Dalam lintasan sejarah dunia olahraga, Rossi memang bukan atlet pertama melakukan tindakan agresif ketika sedang bermain di panggung tertinggi.
Ketika menanduk Materazzi, Zidane sedang bermain dalam salah satu pertandingan terketat dalam kariernya.
Perancis unggul lebih dahulu lewat penalti Zidane di menit ketujuh, kemudian disamakan oleh Materazzi di menit kesembilan belas. Hingga menit keseratus sepuluh, atau menit ketika wasit mengusir Zidane keluar lapangan, kedua tim terlihat tak bisa menciptakan gol lagi dan pertandingan akan ditentukan lewat drama adu penalti.
Aksi Zidane membuat dirinya tak bisa menjadi salah satu algojo penalti dalam laga tersebut. Perancis kemudian kalah dalam adu tos-tos-an dan Italia yang mengangkat Piala Dunia.
Selain Zidane, dunia olahraga juga pernah menyaksikan aksi Mike Tyson menggigit telinga Evander Holyfield. Partai tersebut memang bukan partai final, tapi aksi gigitan Tyson membuat seluruh publik tinju terkaget-kaget.
Namun aksi agresi paling gila di dunia balapan patut disematkan kepada Ayrton Senna, pebalap Formula 1 sekaligus tiga kali juara dunia asal Brasil.
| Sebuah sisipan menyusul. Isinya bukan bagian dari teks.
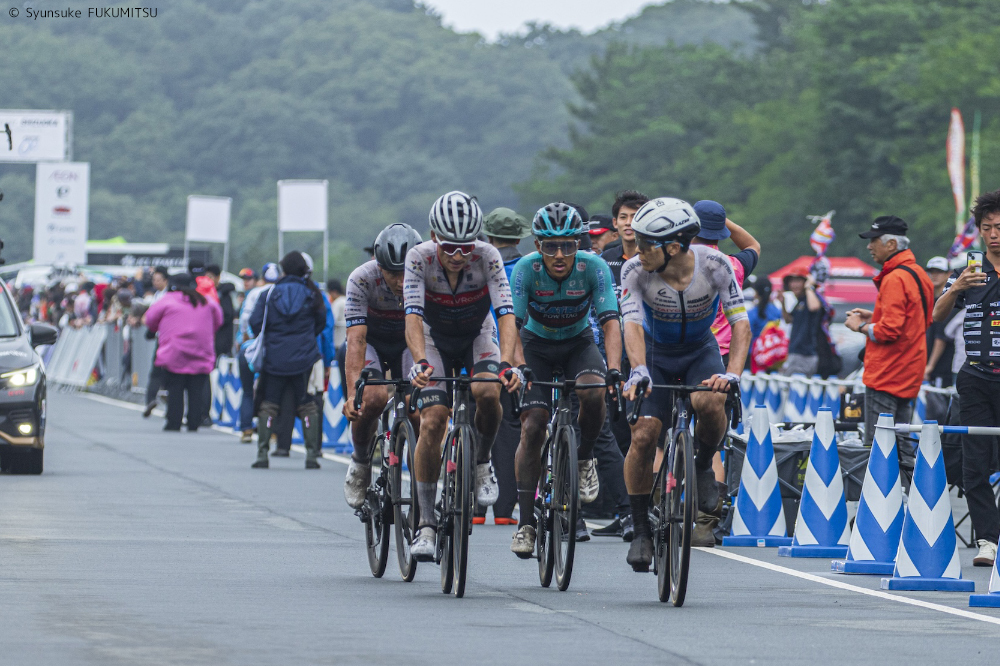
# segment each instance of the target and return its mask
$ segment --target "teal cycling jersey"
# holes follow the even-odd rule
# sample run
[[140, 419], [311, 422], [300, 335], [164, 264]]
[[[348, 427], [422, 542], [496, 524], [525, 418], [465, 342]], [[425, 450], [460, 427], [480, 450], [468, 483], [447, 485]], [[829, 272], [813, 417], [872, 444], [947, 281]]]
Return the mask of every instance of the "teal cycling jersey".
[[542, 255], [532, 252], [514, 266], [511, 289], [518, 326], [547, 340], [567, 340], [586, 331], [591, 304], [601, 324], [618, 317], [611, 270], [595, 254], [578, 252], [569, 275], [556, 280], [545, 270]]

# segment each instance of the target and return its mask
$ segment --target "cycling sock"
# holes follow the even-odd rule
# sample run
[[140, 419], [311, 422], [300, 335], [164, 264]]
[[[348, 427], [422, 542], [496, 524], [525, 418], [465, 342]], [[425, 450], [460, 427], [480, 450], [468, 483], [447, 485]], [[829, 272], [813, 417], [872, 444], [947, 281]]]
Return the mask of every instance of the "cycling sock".
[[532, 527], [536, 527], [538, 525], [538, 520], [535, 518], [535, 489], [518, 489], [517, 504], [520, 507], [520, 516], [517, 520], [517, 526], [523, 527], [525, 525], [531, 525]]
[[712, 460], [715, 458], [715, 452], [718, 450], [718, 446], [706, 446], [705, 442], [698, 440], [698, 453], [694, 457], [694, 467], [696, 470], [704, 472], [706, 469], [712, 466]]
[[417, 503], [420, 507], [420, 527], [436, 526], [437, 514], [434, 513], [434, 498], [437, 495], [436, 483], [417, 481]]
[[632, 526], [636, 534], [649, 534], [649, 495], [629, 495], [628, 503], [632, 506]]
[[[600, 434], [600, 433], [598, 433]], [[594, 457], [594, 445], [597, 444], [597, 437], [588, 439], [580, 433], [580, 445], [576, 447], [576, 456], [579, 460], [590, 460]]]

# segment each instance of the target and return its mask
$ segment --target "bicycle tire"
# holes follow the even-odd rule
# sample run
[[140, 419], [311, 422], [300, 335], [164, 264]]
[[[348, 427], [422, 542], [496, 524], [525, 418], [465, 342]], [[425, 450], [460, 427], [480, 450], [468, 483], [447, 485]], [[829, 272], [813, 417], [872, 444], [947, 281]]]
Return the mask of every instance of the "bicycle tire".
[[[669, 497], [667, 550], [669, 552], [669, 595], [674, 606], [683, 606], [687, 595], [688, 567], [691, 562], [691, 531], [694, 526], [698, 503], [697, 484], [694, 480], [694, 442], [687, 430], [674, 436], [674, 454], [671, 471], [675, 479]], [[662, 600], [662, 599], [661, 599]]]
[[455, 500], [455, 432], [448, 433], [445, 438], [444, 451], [441, 456], [441, 513], [438, 515], [437, 560], [441, 565], [441, 592], [451, 594], [455, 583], [455, 551], [452, 547], [452, 515]]
[[389, 560], [389, 512], [392, 500], [384, 469], [385, 460], [382, 457], [382, 447], [385, 446], [385, 435], [375, 435], [371, 446], [371, 482], [368, 484], [368, 496], [365, 498], [365, 547], [368, 551], [368, 566], [372, 576], [381, 578]]
[[556, 431], [552, 474], [552, 539], [556, 587], [569, 588], [576, 552], [576, 521], [580, 505], [580, 478], [577, 469], [576, 433], [570, 427]]
[[[410, 543], [417, 531], [420, 512], [413, 492], [413, 449], [417, 438], [408, 421], [400, 421], [392, 438], [393, 458], [389, 459], [392, 497], [393, 527], [396, 537], [396, 559], [399, 575], [409, 583], [417, 574], [417, 560], [410, 555]], [[410, 480], [403, 482], [403, 461], [406, 461]]]
[[535, 545], [538, 548], [538, 582], [542, 587], [552, 584], [555, 570], [555, 553], [548, 543], [550, 520], [549, 499], [552, 490], [552, 443], [546, 441], [542, 447], [542, 470], [538, 476], [538, 497], [535, 498]]
[[452, 524], [452, 548], [455, 553], [455, 597], [465, 596], [465, 581], [469, 573], [469, 536], [472, 534], [472, 512], [476, 490], [476, 435], [465, 426], [459, 431], [458, 470], [455, 483], [455, 514]]

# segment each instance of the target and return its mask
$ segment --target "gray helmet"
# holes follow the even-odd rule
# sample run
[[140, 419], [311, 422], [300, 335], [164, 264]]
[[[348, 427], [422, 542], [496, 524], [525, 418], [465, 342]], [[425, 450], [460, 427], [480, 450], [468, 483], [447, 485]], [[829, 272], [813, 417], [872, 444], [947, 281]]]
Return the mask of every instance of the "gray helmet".
[[406, 253], [423, 240], [408, 224], [390, 224], [375, 238], [375, 261], [387, 271], [401, 271], [406, 266]]

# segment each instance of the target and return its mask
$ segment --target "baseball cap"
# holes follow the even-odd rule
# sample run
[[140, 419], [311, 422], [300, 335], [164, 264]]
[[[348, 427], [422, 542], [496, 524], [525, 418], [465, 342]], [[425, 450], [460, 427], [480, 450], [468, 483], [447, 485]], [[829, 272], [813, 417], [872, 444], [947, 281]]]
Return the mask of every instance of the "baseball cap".
[[927, 270], [947, 272], [949, 270], [948, 260], [944, 257], [931, 257], [927, 262]]
[[614, 231], [615, 225], [611, 221], [610, 215], [594, 215], [590, 218], [590, 235], [600, 236], [601, 234]]
[[253, 272], [252, 268], [241, 268], [240, 278], [243, 280], [253, 280], [257, 277], [257, 274]]
[[705, 240], [723, 240], [729, 238], [729, 229], [726, 229], [726, 209], [718, 201], [705, 199], [694, 205], [694, 212], [701, 220], [701, 231], [698, 238]]
[[895, 215], [883, 215], [875, 218], [875, 221], [872, 222], [871, 229], [863, 234], [858, 234], [858, 236], [861, 238], [878, 238], [883, 234], [905, 236], [907, 229], [909, 229], [909, 227], [906, 224], [906, 220], [903, 218], [896, 217]]
[[510, 208], [494, 208], [483, 220], [483, 232], [493, 238], [520, 240], [531, 235], [531, 223]]

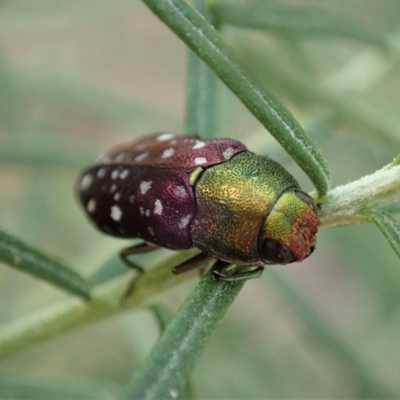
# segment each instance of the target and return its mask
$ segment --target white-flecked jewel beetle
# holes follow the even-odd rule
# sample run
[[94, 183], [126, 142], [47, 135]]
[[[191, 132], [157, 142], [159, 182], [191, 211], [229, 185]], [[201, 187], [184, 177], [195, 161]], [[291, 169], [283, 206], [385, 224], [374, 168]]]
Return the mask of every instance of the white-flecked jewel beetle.
[[[320, 224], [315, 201], [291, 174], [233, 139], [147, 135], [100, 156], [78, 186], [97, 228], [144, 241], [124, 250], [125, 258], [157, 247], [196, 247], [201, 254], [189, 261], [215, 258], [222, 280], [303, 260]], [[243, 272], [225, 273], [232, 264]]]

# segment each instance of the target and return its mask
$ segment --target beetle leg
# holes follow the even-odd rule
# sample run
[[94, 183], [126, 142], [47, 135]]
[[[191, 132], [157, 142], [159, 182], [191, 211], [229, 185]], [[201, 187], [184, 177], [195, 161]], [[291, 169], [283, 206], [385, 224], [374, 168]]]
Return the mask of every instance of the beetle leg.
[[176, 265], [172, 269], [172, 273], [178, 275], [182, 274], [183, 272], [190, 271], [191, 269], [197, 268], [197, 266], [207, 258], [209, 258], [209, 256], [204, 253], [196, 254], [194, 257], [189, 258], [183, 263]]
[[236, 264], [227, 264], [224, 262], [217, 263], [213, 270], [215, 279], [223, 282], [247, 281], [248, 279], [259, 278], [264, 271], [264, 267], [256, 267], [244, 272], [229, 274], [229, 271], [235, 267]]
[[[121, 305], [124, 305], [126, 300], [129, 299], [129, 297], [132, 295], [136, 281], [140, 278], [140, 274], [144, 273], [142, 267], [139, 267], [139, 265], [132, 263], [132, 261], [128, 260], [126, 257], [131, 254], [145, 253], [145, 252], [152, 251], [155, 249], [157, 249], [157, 247], [154, 247], [154, 245], [150, 245], [147, 243], [140, 243], [139, 245], [128, 247], [121, 251], [120, 257], [124, 261], [124, 263], [126, 263], [128, 265], [128, 267], [133, 268], [139, 272], [139, 276], [136, 276], [129, 283], [129, 286], [128, 286], [124, 296], [121, 299]], [[210, 258], [210, 257], [204, 253], [199, 253], [199, 254], [195, 255], [194, 257], [189, 258], [188, 260], [184, 261], [183, 263], [175, 266], [172, 269], [172, 272], [177, 275], [177, 274], [181, 274], [186, 271], [190, 271], [191, 269], [196, 268], [199, 264], [201, 264], [207, 258]]]
[[120, 256], [121, 260], [123, 261], [123, 263], [127, 267], [132, 268], [132, 269], [138, 271], [140, 274], [142, 274], [144, 272], [143, 268], [140, 267], [139, 265], [135, 264], [131, 260], [129, 260], [128, 257], [131, 256], [132, 254], [147, 253], [149, 251], [153, 251], [156, 249], [158, 249], [158, 247], [155, 246], [154, 244], [143, 242], [143, 243], [135, 244], [131, 247], [127, 247], [126, 249], [122, 249], [119, 253], [119, 256]]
Di balapan GP Jepang dua puluh lima tahun lalu, Senna dengan sengaja menabrakkan mobilnya kepada mantan rekan setim sekaligus rival terbesarnya, Alain Prost, ketika balapan baru saja melewati tikungan perrtama. Aksi tersebut adalah akumulasi persaingan antarkeduanya yang terbangun sejak tiga tahun sebelumnya.
Akibat aksi Senna tersebut kedua pebalap pun tak menyelesaikan balapan.
Berbeda dengan Rossi yang harus merasakan hukuman penalti karena aksi menendang Marquez, Senna justru mendapatkan keuntungan dan menjadi juara dunia untuk kedua kalinya.